En mars 2018, 74% des détenus en Thaïlande étaient inculpés pour des affaires de drogue. »

« Les prisons thaïlandaises seraient vides sans les inculpations pour possession de drogue», a déclaré Sunthorn Sunthorntarawong, un pasteur protestant âgé de 68 ans, qui dirige la fondation House of Blessing, une organisation servant de centre de détention pour mineurs et qui gère les détenus adultes avant et après leur mise en liberté.

Pichai a été arrêté alors qu’il vendait de la méthamphétamine en cristaux, ou «ice», à un informateur de la police.

Il a été condamné à une peine de deux ans d’emprisonnement pour mineurs, qu’il a choisie pour servir à la House of Blessing, une organisation partenaire du département pénitentiaire thaïlandais.

Il a déclaré qu’il n’avait pas besoin de traitement, mais qu’il souhaitait terminer ses études de base depuis longtemps attendues depuis 22 mois à la fondation.

Sunthorn a déclaré que des cas tels que celui de Pichai étaient courants.

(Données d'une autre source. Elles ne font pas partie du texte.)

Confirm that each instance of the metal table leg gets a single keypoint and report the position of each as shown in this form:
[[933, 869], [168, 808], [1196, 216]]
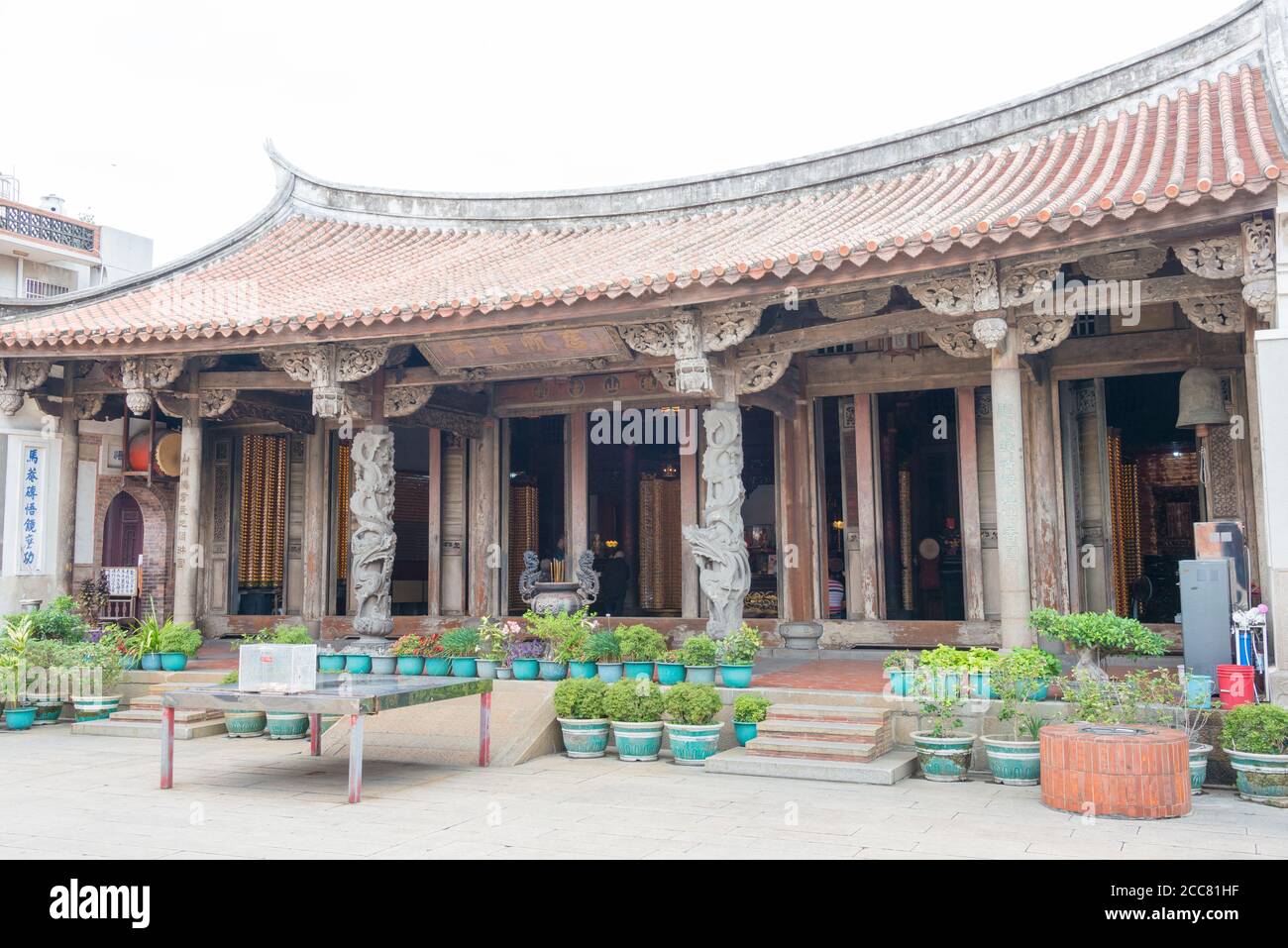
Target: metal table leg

« Ils commencent comme mules parce qu’ils veulent acheter des choses comme des téléphones portables ou des vélos avant de commencer à se droguer », a-t-il déclaré.

Jaroenchai Klaimek, 26 ans, qui travaille avec Sunthorn à la fondation, a déclaré que le meilleur moyen pour les jeunes mules ou toxicomanes de changer de vie consistait à rompre les liens avec des amis impliqués dans le trafic de drogue.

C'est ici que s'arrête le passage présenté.